Everybody who knows about the Office of the Comptroller of Currency raise your hand.
In January 2004, a previously obscure and little-noticed, presidential appointee, the Comptroller of Currency, unilaterally revoked the right of states to enforce consumer protection laws in situations where a national bank or its subsidiary is the alleged violator. This neocon, Bush Administration lawyer just usurped power by edict. A state could no longer prosecute, or even investigate preditory lenders.
The Attorneys General of all 50 states objected. An entire layer of legal protection had been pulled out from under homeowners with a mortgage; the working poor, who resort to payday loans; and other vulnerable credit customers. Suddenly their only avenue of appeal and redress was an agency in Washington. An agency that had been the spearhead of deregulation and reduced supervision.

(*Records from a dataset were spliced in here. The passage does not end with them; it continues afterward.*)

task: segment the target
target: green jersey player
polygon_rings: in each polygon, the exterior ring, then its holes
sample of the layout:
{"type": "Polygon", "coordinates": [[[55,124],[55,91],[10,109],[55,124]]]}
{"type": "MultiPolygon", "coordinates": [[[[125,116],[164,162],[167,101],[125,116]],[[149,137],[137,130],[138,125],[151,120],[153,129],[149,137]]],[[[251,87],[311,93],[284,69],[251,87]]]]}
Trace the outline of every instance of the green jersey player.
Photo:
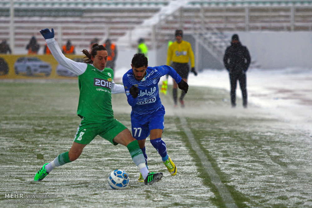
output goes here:
{"type": "Polygon", "coordinates": [[[77,114],[82,120],[70,150],[44,165],[36,174],[34,180],[41,181],[56,167],[76,160],[84,148],[97,135],[114,145],[119,143],[127,147],[132,160],[144,177],[145,185],[160,180],[163,174],[149,172],[137,141],[128,128],[114,119],[111,94],[124,91],[122,85],[114,83],[113,70],[105,68],[108,56],[105,47],[96,44],[90,52],[83,50],[85,63],[78,63],[66,58],[62,53],[54,39],[53,28],[51,31],[46,29],[40,32],[59,63],[78,76],[80,94],[77,114]]]}

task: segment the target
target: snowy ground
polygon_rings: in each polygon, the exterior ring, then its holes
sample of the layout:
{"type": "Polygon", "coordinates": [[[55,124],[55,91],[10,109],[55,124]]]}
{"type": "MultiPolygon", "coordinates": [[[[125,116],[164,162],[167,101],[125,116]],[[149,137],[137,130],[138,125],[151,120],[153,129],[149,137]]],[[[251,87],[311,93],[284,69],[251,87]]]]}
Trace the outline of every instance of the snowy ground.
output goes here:
{"type": "MultiPolygon", "coordinates": [[[[128,70],[118,70],[115,79],[120,80],[119,76],[128,70]]],[[[312,137],[312,69],[251,69],[246,75],[250,105],[264,109],[272,116],[288,121],[312,137]]],[[[188,82],[191,86],[210,87],[229,92],[230,89],[228,74],[225,70],[204,70],[197,76],[191,73],[188,82]]],[[[172,84],[171,79],[168,84],[172,84]]],[[[238,83],[236,93],[238,98],[241,98],[238,83]]],[[[230,106],[229,92],[224,101],[228,102],[230,106]]],[[[237,104],[237,108],[241,107],[241,104],[237,104]]]]}

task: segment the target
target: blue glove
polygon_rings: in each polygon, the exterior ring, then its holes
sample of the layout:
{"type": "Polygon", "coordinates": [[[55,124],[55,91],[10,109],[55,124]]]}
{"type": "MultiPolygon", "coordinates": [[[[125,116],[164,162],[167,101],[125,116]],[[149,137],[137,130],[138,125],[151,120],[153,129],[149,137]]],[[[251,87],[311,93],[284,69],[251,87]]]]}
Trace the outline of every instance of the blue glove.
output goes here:
{"type": "Polygon", "coordinates": [[[53,28],[51,29],[51,32],[49,29],[47,28],[44,30],[41,30],[40,31],[40,33],[46,40],[53,38],[54,37],[54,30],[53,28]]]}

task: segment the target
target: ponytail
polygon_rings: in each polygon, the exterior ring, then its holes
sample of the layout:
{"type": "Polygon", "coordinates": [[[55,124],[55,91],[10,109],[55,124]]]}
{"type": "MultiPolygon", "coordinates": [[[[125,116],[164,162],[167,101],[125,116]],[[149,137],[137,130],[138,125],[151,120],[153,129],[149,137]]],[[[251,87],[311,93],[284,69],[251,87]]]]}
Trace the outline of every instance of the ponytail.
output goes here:
{"type": "Polygon", "coordinates": [[[95,56],[98,51],[107,51],[107,50],[104,46],[102,45],[99,46],[97,43],[95,43],[92,46],[92,50],[90,52],[86,49],[82,50],[81,52],[85,56],[83,59],[85,63],[87,64],[93,64],[93,61],[91,59],[91,57],[95,56]]]}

The New York State Superintendent of Banks, Diana L. Taylor testified before Congress on January 28, 2004 saying:
“As you know, the Comptroller of the Currency has recently issued sweeping regulations that seek to preempt almost all state laws that apply to national banks and their subsidiaries. This regulation also tries to shield all national banks - and their subsidiaries - from oversight, inspection and enforcement actions by any state authority, including the state attorneys general.
The Comptroller has said that these new regulations are merely the next natural step in that agency's interpretation of . . . Gramm-Leach-Bliley. The Comptroller has also said that these changes are incremental in nature and unlikely to have major effects on the banking industry or on consumers' experiences with financial institutions.
Chairwoman Kelly, members of the Committee, these claims are not true. These regulations are not minor or incremental changes. Their scope is nearly unlimited, and their implications are potentially enormous. These regulations exceed the OCC's statutory authority and disregard Congressional intent. The OCC adopted these regulations over the strong objections of CSBS, the National Governors Association, the National Conference of State Legislatures and all fifty state attorneys general. In adopting the regulations, the OCC ignored your own request for extra time to consider their implications. Instead, the OCC issued a set of regulations that may affect millions of consumers across the country without a public hearing and without meaningful consultation with the parties these regulations would affect.”
The Office of the Comptroller of Currency is a secret power place. The Comptroller, or Director of the OCC is ex-officio a Director of FIDC, the insurer of bank deposits that is the last line of economic defense for most Americans, and on top of that s/he is a director of the Federal Financial Institutions Examination Council.
Whozat? They’re the ones who decide what information and in what form banks and financial service companies have to report to the federal government.
DAMN! That’s a powerful little office.